O selo, feito de argila cozida, possui uma alça perfurada, sugerindo que poderia ser pendurado ou transportado por um cordão. Com um diâmetro de cerca de 6 cm na face circular, o artefato é adornado com imagens esculpidas e uma inscrição em bactriano, além de símbolos reais e locais. Estes elementos tornam o selo um objeto de valor inestimável para historiadores e arqueólogos que buscam entender as relações políticas e administrativas do Império Kushan.
Este império, que prosperou entre os séculos I e III d.C., foi fundamental para as trocas comerciais entre a Ásia Central e a Ásia do Sul, destacando-se como um elo importante nas rotas que conectavam culturas, pessoas e bens.
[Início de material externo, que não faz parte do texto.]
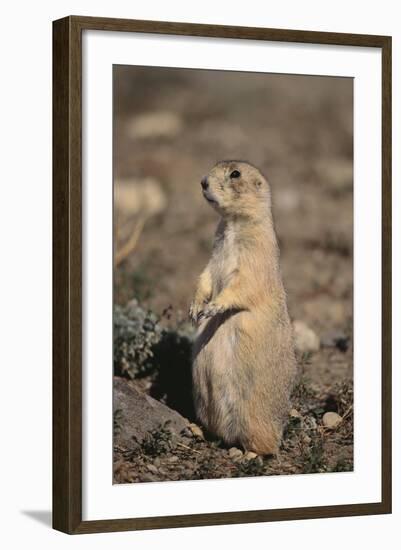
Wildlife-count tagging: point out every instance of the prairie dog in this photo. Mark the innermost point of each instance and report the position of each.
(244, 363)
O estudo do selo pode proporcionar insights sobre como a autoridade central do Império Kushan interagia com as potências regionais, algo que ainda é pouco compreendido na literatura acadêmica.
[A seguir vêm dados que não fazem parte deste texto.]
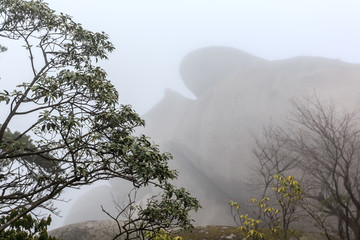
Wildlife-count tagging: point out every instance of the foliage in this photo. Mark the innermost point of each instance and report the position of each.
(25, 228)
(75, 131)
(277, 216)
(321, 145)
(162, 235)
(162, 213)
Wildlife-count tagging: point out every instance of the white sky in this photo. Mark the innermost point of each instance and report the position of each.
(152, 36)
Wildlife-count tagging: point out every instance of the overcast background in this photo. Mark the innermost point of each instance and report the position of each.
(151, 37)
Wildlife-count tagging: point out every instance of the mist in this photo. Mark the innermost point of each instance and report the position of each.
(152, 39)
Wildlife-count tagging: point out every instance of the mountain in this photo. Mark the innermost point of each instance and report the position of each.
(237, 94)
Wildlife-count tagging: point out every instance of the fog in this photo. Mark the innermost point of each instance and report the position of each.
(152, 38)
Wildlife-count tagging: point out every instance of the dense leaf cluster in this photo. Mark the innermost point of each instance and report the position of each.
(79, 132)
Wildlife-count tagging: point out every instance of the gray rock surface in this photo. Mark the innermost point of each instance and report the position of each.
(238, 94)
(90, 230)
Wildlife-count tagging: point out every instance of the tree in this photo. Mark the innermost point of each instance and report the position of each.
(321, 146)
(276, 214)
(75, 131)
(26, 227)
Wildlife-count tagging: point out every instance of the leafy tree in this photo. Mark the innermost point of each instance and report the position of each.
(321, 146)
(26, 227)
(75, 131)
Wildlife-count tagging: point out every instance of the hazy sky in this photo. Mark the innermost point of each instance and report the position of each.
(151, 37)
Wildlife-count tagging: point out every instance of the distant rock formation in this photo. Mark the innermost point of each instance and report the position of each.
(211, 137)
(90, 230)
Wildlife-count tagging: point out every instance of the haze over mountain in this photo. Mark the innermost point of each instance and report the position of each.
(212, 137)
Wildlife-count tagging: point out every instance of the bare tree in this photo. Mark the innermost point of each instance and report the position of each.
(320, 146)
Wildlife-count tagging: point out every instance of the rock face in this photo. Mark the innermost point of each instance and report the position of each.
(211, 137)
(91, 230)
Especialistas acreditam que o artefato poderia ter sido utilizado para fins administrativos, como autenticação ou documentação, o que poderia revolucionar a maneira como entendemos a estrutura econômica e política da época. À medida que os pesquisadores prosseguem com as análises, as implicações dessa descoberta podem alterar significativamente o conhecimento existente sobre a história da administração regional durante a era Kushan.
Com isso, o selo não é apenas um objeto de curiosidade arqueológica, mas uma chave que pode abrir portas para uma nova compreensão da complexa tapestry da história asiática, revelando a interconexão cultural e econômica que moldou o passado da região.